Viran Episkopi is a beautiful village on the western border of the province Mylopotamos and its strange name means ruined Episkopi (Viran in Turkish means ruin and Episkopi in Greek means Diocese). According to Gerola, the village was founded after the liberation of Crete from the Arabs, when some of the old dioceses changed their base. Among them was the diocese of Agrios or Arios, which was moved to this place. It is believed that the new seat of the Diocese of Agrios (or Eleftherni) was the currently restored church of the Saint Irene in Viran Episkopi, around which traces of an imposing three-aisled basilica with interesting architectural parts have been found.
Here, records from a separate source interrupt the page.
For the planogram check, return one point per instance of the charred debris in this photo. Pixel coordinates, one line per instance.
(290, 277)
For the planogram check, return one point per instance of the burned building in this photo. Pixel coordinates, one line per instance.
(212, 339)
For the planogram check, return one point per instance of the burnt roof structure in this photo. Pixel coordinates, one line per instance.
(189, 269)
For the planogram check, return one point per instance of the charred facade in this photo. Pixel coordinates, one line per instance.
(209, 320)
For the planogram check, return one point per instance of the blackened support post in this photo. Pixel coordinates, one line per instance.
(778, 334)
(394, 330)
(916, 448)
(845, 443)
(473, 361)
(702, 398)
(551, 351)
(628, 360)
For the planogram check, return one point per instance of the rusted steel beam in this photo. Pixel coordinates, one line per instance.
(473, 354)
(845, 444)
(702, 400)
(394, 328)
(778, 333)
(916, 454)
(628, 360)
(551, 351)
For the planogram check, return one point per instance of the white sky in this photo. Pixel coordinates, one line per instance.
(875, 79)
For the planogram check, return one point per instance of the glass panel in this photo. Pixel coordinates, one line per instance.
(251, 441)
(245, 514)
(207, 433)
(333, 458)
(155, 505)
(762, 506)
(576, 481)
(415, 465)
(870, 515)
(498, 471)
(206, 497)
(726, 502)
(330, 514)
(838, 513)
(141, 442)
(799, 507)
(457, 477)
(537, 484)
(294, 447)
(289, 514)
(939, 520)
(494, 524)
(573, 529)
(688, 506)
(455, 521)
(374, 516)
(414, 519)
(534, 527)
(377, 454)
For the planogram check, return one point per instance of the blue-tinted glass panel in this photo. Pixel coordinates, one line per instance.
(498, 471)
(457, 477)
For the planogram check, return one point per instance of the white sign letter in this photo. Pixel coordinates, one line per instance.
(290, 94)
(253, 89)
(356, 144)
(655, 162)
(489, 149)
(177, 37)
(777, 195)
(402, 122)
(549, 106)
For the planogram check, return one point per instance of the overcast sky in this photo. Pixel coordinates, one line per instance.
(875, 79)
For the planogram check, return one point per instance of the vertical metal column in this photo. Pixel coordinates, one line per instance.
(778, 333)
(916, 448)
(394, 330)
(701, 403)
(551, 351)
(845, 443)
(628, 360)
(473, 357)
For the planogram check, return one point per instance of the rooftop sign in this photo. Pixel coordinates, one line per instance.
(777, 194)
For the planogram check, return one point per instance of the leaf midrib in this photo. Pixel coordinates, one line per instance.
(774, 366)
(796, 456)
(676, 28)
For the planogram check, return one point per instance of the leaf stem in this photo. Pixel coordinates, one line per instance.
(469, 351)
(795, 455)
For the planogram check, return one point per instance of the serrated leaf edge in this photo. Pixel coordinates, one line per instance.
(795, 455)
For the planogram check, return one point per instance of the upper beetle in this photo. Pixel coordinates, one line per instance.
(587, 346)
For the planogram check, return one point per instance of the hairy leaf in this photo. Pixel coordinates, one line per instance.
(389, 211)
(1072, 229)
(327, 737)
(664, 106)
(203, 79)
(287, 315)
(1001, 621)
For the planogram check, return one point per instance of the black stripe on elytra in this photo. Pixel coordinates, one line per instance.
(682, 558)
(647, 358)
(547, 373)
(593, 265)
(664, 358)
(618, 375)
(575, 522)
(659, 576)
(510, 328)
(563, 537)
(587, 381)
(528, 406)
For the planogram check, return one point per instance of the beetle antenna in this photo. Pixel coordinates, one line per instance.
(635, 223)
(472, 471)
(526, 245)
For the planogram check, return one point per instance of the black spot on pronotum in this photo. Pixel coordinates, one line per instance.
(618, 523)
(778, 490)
However, there is another imposing temple in the area which is believed that was the episcopal seat, although archaeologists have revealed that it served the bath of the bishops, and this was built on the site of an ancient temple of Artemis. This church is the temple of Saint Demetrius (Agios Dimitrios), located about 1.2 km away from the settlement of Viran Episkopi. Agios Dimitrios today is a very imposing three-aisled basilica with a single-aisled chapel to the south that has a dome, the one aisle of which retains a mural of Saint Demetrius.
The initial bath complex has gone through various phases of conversion to take its current form. The mid-Byzantine bath was originally a two-aisled building with the addition of a domed space, and was later converted into a temple with the addition of an arch to the east, a aisle to the north and a Gothic gate to the west.